Prólogo al libro de José Alegre '7 bellas melodías' La belleza como vía de acceso al misterio: La venida de Enmanuel, una oración cantada

Las antífonas de de la O.
Las antífonas de de la O.

"Investigando en el archivo de un monasterio, apareció un pliego de pergamino incrustado en un precioso antifonario cisterciense del siglo XII"

"Como se verá, habla con las palabras más justas y bellas de cuanto rodea al canto de las antífonas del Magnificat de los siete días previos a la Navidad; habla luminosamente de ese canto que nace en la naturaleza y en el corazón del hombre"

"Y es que sus textos y sus melodías, de más de mil años de antigüedad, son verdaderas joyas doctrinales y literarias, pulidas por siglos de uso ininterrumpido"

"Jamás me hubiera atrevido a darlo a conocer si, tras las oportunas y necesarias consultas, no se me hubiera pedido con insistencia redactar unas líneas como prólogo al anual comentario a las Antífonas de la O, tema principal del manuscrito de que hablo. Esto es lo que dice"

Prólogo

Estaba yo cierto día investigando en el archivo de un monasterio, en busca de códices y manuscritos musicales del Medioevo, cuando ante mí apareció un pliego de pergamino incrustado en un precioso antifonario cisterciense del siglo XII. No sabría decir si estaba allí accidentalmente o había sido depositado cuidadosamente por alguien docto que, una vez leído, quería salvaguardarlo. Fuera como fuese, me faltó tiempo a mí para ojearlo y darme cuenta del interés que encerraba. Estaba escrito en un perfecto latín, con una letra muy bella y cuidada, que dejaba ver la finura humana y espiritual de su autor. Por otro lado, su contenido y su antigüedad de más de 1000 años permitía desvelar el alma allí encerrada.

Como se verá, habla con las palabras más justas y bellas de cuanto rodea al canto de las antífonas del Magnificat de los siete días previos a la Navidad; habla luminosamente de ese canto que nace en la naturaleza y en el corazón del hombre, un canto que nace de la boca del Altísimo, del Creador, como Padre que ama a sus criaturas. Sus palabras, por otro lado, mueven a la belleza como vía de acceso al misterio, una vía de acceso del tiempo humano a la eternidad de Dios, concluyendo que no puede haber sitio para la belleza sin reconocer lo indecible del Misterio.

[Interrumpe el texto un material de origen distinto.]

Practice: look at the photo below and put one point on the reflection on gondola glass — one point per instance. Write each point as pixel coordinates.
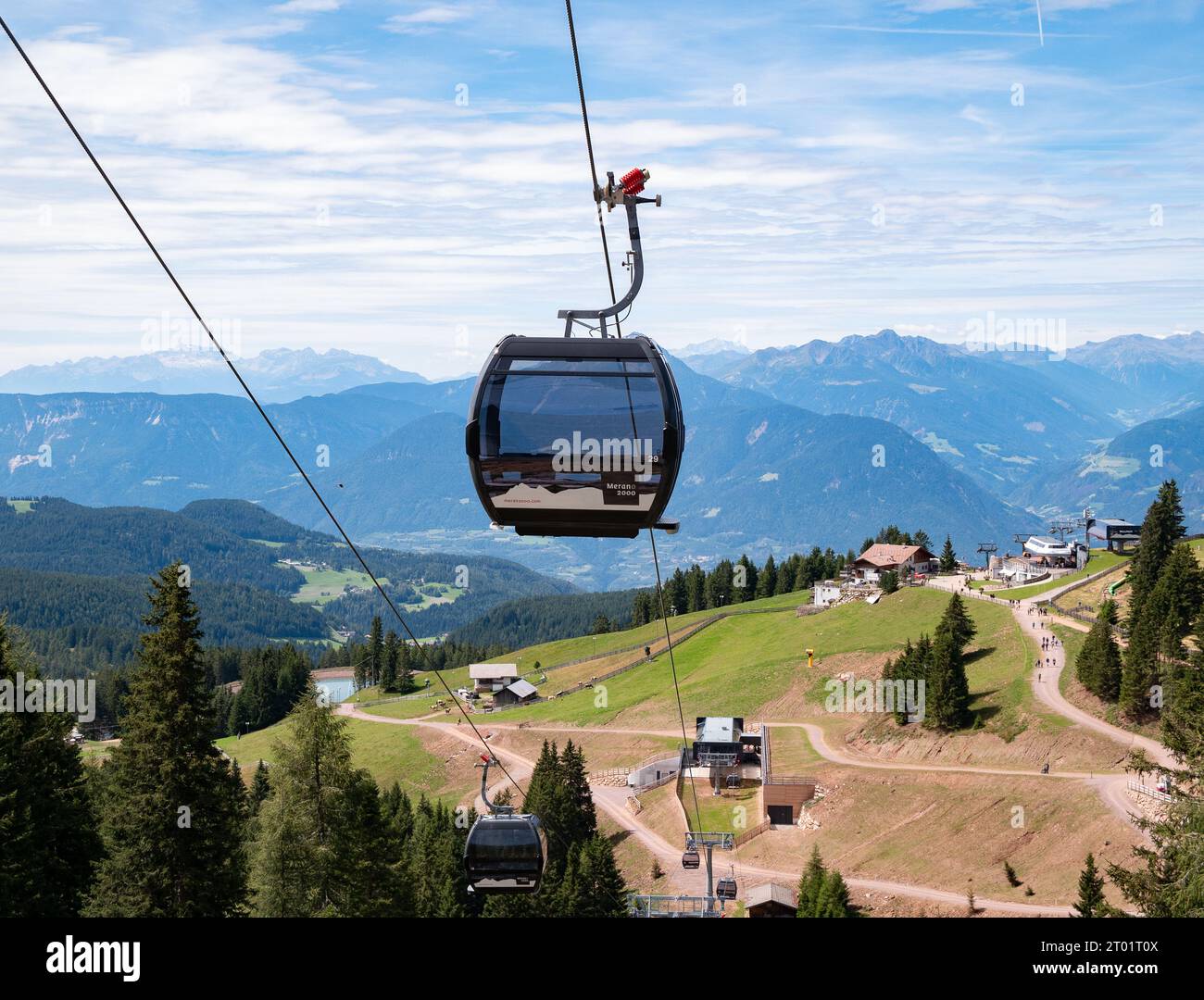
(576, 437)
(506, 854)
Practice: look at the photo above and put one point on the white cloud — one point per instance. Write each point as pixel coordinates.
(425, 19)
(307, 6)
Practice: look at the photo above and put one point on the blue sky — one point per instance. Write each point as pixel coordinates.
(827, 169)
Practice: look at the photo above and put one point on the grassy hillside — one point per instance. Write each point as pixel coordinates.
(421, 761)
(569, 650)
(745, 662)
(1097, 563)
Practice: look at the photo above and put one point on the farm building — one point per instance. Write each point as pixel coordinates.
(771, 900)
(903, 559)
(826, 594)
(785, 797)
(1115, 532)
(1051, 551)
(493, 677)
(517, 694)
(718, 742)
(722, 743)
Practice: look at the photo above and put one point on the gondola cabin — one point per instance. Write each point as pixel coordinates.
(570, 436)
(506, 854)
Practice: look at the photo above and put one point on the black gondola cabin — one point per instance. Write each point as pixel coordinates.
(576, 437)
(506, 854)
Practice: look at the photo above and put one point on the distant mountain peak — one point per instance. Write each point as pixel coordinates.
(276, 374)
(714, 345)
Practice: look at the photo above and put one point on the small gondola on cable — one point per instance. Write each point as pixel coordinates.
(579, 436)
(506, 851)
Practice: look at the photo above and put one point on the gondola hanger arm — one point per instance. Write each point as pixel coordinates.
(625, 193)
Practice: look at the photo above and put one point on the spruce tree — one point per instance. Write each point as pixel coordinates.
(947, 689)
(389, 662)
(747, 593)
(321, 844)
(593, 884)
(767, 579)
(260, 787)
(1098, 663)
(1183, 716)
(958, 623)
(173, 810)
(1160, 531)
(1168, 880)
(374, 653)
(47, 824)
(834, 899)
(810, 884)
(1091, 902)
(947, 556)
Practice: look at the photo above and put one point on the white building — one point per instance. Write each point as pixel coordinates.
(826, 594)
(488, 678)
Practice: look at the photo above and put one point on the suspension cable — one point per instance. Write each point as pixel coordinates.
(249, 394)
(609, 274)
(589, 148)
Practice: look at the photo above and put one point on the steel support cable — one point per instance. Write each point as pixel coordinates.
(245, 388)
(606, 254)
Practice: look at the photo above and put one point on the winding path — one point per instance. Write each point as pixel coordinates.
(1044, 681)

Cuando hace referencia al canto de la antífona mariana del día 19 proclama que el tronco de David, rey de Israel, ha dado un renuevo, el renuevo anunciado por los profetas. Por eso precisamente es tan necesario volver a casa, tomar el camino del espacio interior; porque, ahí en el punto interior más recóndito, empieza la aventura de la vida, de la propia vida.

Y es que María ilumina toda existencia, porque en María está toda la luz. En María están todas las luces, las más esplendentes luces del día y de la noche. Santa María es toda ella un luminoso Oriente donde ya no se necesita sol ni luna que alumbren (Apoc 21, 23).

Por eso, afirma, el centro del monasterio es el claustro, el “paraíso” donde el monje, o la monja, desarrolla sus actividades en la esperanza de alcanzar el Paraíso definitivo. Pues con el sempiterno canto que inunda las alas de este claustro es posible abrir una puerta en el corazón, y una vez dentro poder embellecer y llenar de vida su interior.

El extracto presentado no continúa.